Mais voici la pauvreté suprême, sublime, absolue. Jésus-Christ se dépouilla de lui-même, et le Tout-Puissant se montra pauvre. Il se montra comme pauvre de puissance ; il fit semblant d’être incapable. Il revêtit la misère et l’enfance ; hormis le péché, il revêtit toute douleur. Les courses, les prédications, les guérisons, les visites, les opprobres, tout l’accabla, et il fit connaissance avec la fatigue.

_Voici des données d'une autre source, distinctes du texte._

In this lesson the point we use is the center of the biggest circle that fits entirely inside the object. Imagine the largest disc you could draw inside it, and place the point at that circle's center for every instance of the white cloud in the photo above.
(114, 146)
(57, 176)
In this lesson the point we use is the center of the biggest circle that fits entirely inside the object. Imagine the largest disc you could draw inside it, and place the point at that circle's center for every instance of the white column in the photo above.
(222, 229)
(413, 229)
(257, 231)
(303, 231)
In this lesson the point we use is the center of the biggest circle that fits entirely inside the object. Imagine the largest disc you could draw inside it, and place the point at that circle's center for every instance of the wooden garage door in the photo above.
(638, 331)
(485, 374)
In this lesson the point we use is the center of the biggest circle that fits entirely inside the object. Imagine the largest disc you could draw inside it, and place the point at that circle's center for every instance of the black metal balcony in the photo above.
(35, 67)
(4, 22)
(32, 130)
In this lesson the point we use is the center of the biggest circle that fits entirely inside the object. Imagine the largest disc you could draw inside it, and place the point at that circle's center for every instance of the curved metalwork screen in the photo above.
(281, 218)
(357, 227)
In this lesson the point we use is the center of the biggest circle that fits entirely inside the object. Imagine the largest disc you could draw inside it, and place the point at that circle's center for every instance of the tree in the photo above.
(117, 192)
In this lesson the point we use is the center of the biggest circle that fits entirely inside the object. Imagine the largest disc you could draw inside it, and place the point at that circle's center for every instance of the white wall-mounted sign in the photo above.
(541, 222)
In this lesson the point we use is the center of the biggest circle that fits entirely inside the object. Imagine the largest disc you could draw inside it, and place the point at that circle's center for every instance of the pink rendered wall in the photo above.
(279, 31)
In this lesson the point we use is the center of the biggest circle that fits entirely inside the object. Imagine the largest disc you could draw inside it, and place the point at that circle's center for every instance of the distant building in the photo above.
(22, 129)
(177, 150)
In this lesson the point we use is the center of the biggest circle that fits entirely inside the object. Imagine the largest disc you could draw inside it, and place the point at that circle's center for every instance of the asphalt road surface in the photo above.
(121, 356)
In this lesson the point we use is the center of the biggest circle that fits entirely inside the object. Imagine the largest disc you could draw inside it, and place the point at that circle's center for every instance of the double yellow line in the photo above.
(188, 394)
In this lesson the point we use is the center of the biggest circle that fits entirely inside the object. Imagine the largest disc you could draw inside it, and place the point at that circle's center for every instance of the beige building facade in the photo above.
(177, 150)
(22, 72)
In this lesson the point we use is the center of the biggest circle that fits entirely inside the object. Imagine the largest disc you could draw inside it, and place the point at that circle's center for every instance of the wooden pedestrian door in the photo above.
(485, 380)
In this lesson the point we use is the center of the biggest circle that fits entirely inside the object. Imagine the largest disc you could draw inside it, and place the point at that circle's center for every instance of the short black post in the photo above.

Non seulement il donna sur lui puissance aux pécheurs, mais les choses inanimées et les éléments qu’il avait créés de sa main reçurent puissance de l’affliger. Il jouait l’impuissance, il ne résistait pas, il supportait à cause de nous. Il donna aux épines la puissance de pénétrer et de percer cruellement cette tête divine et trois fois redoutable. Il donna aux liens et aux chaînes le pouvoir de l’attacher à la colonne ; Celui qui en mourant fit trembler la terre, laissa quelqu’un lui lier les mains. Oh ! donnez-moi, fils de Dieu, la joie de vous voir fidèles à lui ; arrachez-vous les entrailles pour les verser dans cet abîme sans fond d’humilité fidèle. Voici l’Auteur de la Vie qui s’anéantit pour toi et pour sa gloire ; les créatures déchirent leur Créateur, et l’Incirconscrit est attaché à une colonne. Il donna à un voile la puissance de le voiler, lui, la vraie lumière illuminant toutes choses. Il donne aux fouets de le battre ; il donne aux clous de pénétrer et de percer ces pieds et ces mains qui avaient ouvert les yeux des aveugles et les oreilles des sourds. Il donne à la croix de le tenir, blessé, percé, sanglant, nu, exposé devant tous, et de lui infliger la plus cruelle des morts. Il donne à la lance d’entrer, de briser, de pénétrer ce flanc divin, ce cœur, ces entrailles ; de répandre sur la terre le sang et l’eau, sortis des profondeurs sacrées de son cœur et de ses entrailles. Les créatures devaient obéir au Créateur, non au pécheur, qui abusait d’elles. Mais que cette humilité très profonde, invincible et sans exemple, que cette humilité du Dieu de gloire écrase et confonde l’orgueil de notre néant. L’Auteur de la vie s’est soumis aux choses inanimées pour te rendre la vie, à toi, misérable, qui étais devenu, dans la mort, insensible au divin. Homme qui ne sais rien, il t’a aimé au point de t’offrir la perfection. La lance aurait dû se plier et résister à la créature qui abusait d’elle ; elle eût dû refuser d’entrer et de percer son Créateur. Les choses inanimées auraient refusé d’obéir à l’homme et de se tourner contre leur Dieu, si elles n’avaient reçu puissance sur lui.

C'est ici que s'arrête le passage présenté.